Perhaps the most notable entrepreneur of the Canadian film scene in the thirties, Kenneth Bishop was the driving force behind two companies – Commonwealth Productions and Central Films – that produced fourteen of the twenty-two quota quickies made between 1933 and 1937. The films were produced at breakneck pace (twelve of the fourteen were made in the two years between 1935 and 1937), simply to take advantage of the British quota law. They were thoroughly generic and made under the supervision of Columbia Pictures. Bishop made frequent trips to Hollywood to ensure that the studio was happy with the product, and to oversee processing and editing, which were not done in Canada.

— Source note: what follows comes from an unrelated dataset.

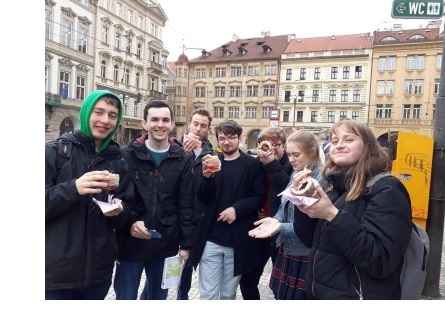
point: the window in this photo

Bishop’s objective to produce genre pictures in the Hollywood mold succeeded perhaps too well. As a British critic commented in regard to Vengeance (1937), one of Central Films’ gangster thrillers: “The film comes from Canada and for quota purposes counts as British, but in content, treatment, and acting it is indistinguishable from the everyday American second-feature melodrama.” The quota law was re-written in 1938 to exclude Canadian films from exemption.

Bishop himself remains something of an enigma. Though he claimed to have been a producer since 1918, it’s more widely reported that he was a promoter on the fringes of the industry, following a career as an actor in the early days of Hollywood.